Dengan harga energi yang tinggi terutama pada harga batu bara dengan volatilitas yang tinggi baru-baru ini, Indocement mulai menaikkan harga semen untuk meneruskan sebagian dari kenaikan biaya produksi kami tapi kami terus harus menyeimbangkan dengan naik-turunnya pangsa pasar kami juga di pasar. Untuk tahun 2021 secara keseluruhan, kami tetap positif terhadap konsumsi semen domestik yang tumbuh 4,0% hingga 4,5%. Dari sisi biaya, Indocement terus fokus pada pengendalian biaya, operasi yang efisien, dan transformasi digital di seluruh bisnis kami.

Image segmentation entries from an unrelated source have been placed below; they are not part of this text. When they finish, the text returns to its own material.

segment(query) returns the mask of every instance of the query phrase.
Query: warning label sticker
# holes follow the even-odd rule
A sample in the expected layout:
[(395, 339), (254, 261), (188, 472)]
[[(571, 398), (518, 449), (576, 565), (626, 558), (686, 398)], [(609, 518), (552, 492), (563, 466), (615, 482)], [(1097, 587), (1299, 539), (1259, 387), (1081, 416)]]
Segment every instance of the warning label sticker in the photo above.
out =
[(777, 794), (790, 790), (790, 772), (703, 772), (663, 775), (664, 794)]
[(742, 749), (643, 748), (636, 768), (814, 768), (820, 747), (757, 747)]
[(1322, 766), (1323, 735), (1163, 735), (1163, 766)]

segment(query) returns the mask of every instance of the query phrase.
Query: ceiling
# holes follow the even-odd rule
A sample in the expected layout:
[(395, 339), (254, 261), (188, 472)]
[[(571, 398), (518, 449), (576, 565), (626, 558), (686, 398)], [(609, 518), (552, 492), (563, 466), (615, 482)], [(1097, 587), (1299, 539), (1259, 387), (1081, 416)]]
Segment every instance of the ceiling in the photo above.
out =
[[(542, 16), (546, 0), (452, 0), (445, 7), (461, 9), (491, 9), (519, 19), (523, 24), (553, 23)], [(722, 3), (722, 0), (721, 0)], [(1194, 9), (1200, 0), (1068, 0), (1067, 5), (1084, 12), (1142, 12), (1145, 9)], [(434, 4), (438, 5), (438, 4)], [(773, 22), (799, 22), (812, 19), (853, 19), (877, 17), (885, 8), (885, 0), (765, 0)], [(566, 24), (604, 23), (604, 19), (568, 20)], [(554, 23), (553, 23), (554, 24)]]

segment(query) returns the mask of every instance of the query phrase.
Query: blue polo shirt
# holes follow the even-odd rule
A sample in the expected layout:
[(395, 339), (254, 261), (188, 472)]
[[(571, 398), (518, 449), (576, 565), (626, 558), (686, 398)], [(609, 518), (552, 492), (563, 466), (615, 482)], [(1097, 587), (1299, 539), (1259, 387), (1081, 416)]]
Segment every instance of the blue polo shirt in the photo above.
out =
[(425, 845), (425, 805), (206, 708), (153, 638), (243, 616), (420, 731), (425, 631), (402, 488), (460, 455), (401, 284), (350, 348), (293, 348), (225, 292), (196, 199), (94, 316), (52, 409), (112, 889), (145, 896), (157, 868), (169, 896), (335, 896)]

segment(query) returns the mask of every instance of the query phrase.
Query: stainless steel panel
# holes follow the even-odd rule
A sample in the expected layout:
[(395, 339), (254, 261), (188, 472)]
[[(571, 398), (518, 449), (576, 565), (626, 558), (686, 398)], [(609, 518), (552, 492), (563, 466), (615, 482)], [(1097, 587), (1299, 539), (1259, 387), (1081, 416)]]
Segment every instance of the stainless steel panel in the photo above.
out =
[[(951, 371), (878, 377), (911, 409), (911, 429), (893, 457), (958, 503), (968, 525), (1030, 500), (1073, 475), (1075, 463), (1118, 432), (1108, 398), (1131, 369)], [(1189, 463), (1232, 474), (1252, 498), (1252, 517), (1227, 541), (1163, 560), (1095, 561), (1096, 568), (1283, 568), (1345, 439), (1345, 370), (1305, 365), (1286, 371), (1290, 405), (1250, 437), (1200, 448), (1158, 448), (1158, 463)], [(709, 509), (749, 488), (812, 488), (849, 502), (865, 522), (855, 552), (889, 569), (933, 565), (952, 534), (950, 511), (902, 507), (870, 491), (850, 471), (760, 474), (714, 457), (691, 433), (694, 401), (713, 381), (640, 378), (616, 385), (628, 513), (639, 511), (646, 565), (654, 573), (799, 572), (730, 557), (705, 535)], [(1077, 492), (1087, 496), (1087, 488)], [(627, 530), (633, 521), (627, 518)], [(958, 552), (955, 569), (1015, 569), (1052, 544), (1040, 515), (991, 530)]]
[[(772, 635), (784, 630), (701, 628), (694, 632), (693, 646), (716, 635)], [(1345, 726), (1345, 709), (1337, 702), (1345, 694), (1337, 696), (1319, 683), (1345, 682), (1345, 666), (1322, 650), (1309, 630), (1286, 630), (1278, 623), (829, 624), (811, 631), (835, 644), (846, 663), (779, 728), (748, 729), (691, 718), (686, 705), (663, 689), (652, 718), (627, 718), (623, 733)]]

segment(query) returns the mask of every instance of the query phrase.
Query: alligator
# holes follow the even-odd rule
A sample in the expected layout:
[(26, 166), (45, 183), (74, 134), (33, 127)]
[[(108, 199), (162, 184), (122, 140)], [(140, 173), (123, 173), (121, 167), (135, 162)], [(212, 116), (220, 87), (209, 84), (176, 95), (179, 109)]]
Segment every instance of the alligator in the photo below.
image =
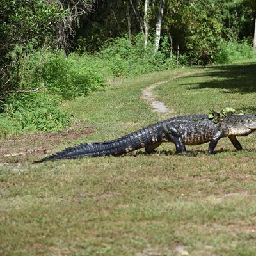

Indocement Luncurkan Tiga Jenis Produk Mortar Baru

Meningkatnya permintaan masyarakat terhadap produk-produk mortar yang berkualitas baik, dapat diandalkan, dan memilki harga yang kompetitif mendorong Indocement untuk meluncurkan tiga jenis produk mortar baru, yaitu:
1. Mortar TR-10 (TR-10 Mortar Serbaguna)
Mortar TR-10 merupakan mortar praktis dan tahan lama untuk aplikasi pasangan bata merah, plester bata merah, dan perata lantai. TR-10 Mortar Serbaguna dikemas dalam kemasan kantong dengan berat bersih 40kg.
2. Mortar TR-15 (TR-15 Thinbed)
Mortar TR-15 merupakan perekat bata ringan dengan daya rekat kuat dan tipis saat diaplikasikan dan lebih ekonomis. TR-15 Thinbed dikemas dalam kemasan kantong dengan berat bersih 40kg.
3. Mortar TR-20 (TR-20 Plester Plus)
Mortar TR-20 merupakan plesteran semua jenis bata ringan yang berkualitas tinggi dan terbuat dari material berkualitas, tercampur secara homogen, dan menjadi pilihan untuk plesteran bata ringan yang kokoh, halus, dan tidak retak. TR-20 Plester Plus dikemas dalam kemasan kantong dengan berat bersih 40kg.

Target dari kapasitas produksi mortar ini adalah 180 ribu ton/tahun. Indocement mengeluarkan investasi sebesar Rp45,5 miliar yang seluruhnya berasal dari kas Perseroan. Sumber bahan baku berasal dari sumber internal yaitu tambang Indocement di Citeureup Bogor, termasuk pasir limestone/limestone sand (CaCO3).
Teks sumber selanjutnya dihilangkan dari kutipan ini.